La sua capacità, visionaria appunto, di squarciare il velo del presente ed intuire la forma, ed anche la sostanza (finanche la metasostanza a volte) del mondo che verrà sono, col senno di poi, strabilianti.

Le argomentazioni scientifiche a supporto di molti dei suoi romanzi, hanno un rigore, storicizzandole, veramente impressive.

Dalla terra alla luna il mio preferito in assoluto... e credo d'esser stato almeno un milione di volte a bordo del Nautilus per dare una mano a Nemo con la bussola in quegli abissi profondissimi.

quoto tutto.
 

Brethil

Owl Member
Giovani questo spazio è dedicato ad un libro in particolare, quindi trasferite bussola e catino per il bucato nel thread dedicato a Ventimila leghe sotto i mari! :mrgreen:

Dato che Verne piace perchè non iniziare una discussione su di lui nello spazio dedicato agli autori? :wink:
 

asiul

New member
Verne è, a parer mio, nel suo genere immenso. Credo di aver sognato, letteralmente a livello di visione, sulle sue pagine come su poche altre.

La sua capacità, visionaria appunto, di squarciare il velo del presente ed intuire la forma, ed anche la sostanza (finanche la metasostanza a volte) del mondo che verrà sono, col senno di poi, strabilianti.

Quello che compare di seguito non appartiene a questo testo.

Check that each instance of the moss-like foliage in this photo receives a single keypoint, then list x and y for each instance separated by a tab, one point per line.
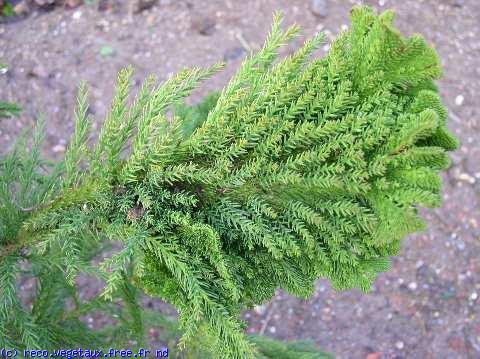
303	168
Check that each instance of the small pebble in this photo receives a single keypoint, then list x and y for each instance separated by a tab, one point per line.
319	7
459	100
77	15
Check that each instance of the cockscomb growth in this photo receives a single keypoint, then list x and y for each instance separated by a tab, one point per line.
300	168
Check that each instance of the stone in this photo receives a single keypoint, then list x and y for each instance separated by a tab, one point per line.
234	53
459	100
319	7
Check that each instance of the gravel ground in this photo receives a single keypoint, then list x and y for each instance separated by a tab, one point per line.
426	306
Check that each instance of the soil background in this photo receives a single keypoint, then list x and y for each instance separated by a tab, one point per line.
427	305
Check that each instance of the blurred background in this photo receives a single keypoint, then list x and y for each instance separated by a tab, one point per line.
427	305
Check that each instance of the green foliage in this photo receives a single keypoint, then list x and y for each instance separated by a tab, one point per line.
8	109
298	169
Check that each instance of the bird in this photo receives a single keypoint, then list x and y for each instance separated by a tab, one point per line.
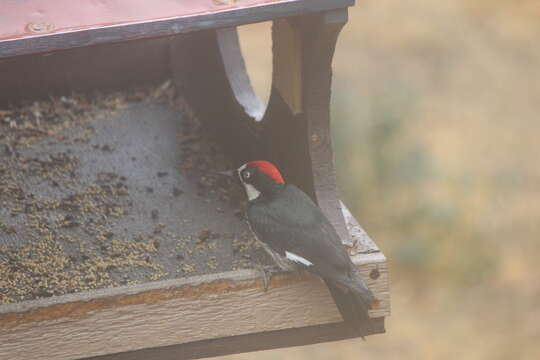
298	236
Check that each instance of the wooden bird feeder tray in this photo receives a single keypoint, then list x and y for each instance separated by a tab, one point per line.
118	239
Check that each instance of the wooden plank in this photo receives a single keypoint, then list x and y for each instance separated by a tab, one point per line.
244	343
172	312
141	21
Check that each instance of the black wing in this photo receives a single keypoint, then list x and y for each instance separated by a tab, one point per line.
292	223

Le argomentazioni scientifiche a supporto di molti dei suoi romanzi, hanno un rigore, storicizzandole, veramente impressive.

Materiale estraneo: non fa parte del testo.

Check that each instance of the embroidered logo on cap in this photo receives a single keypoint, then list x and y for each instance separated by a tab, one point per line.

Dalla terra alla luna il mio preferito in assoluto... e credo d'esser stato almeno un milione di volte a bordo del Nautilus per dare una mano a Nemo con la bussola in quegli abissi profondissimi.

rufo che quota!!:paura:

vedi! la magia degli scacchi...è nato un amore...:mrgreen:

PS fine OT:ad:
 

Nefertari

Active member
Bello, bello, bello!!! Anche in questo caso ho iniziato a leggerlo pensando che fosse più adatto ai giovanissimi e invece l'ho adorato!! Lo consiglio!!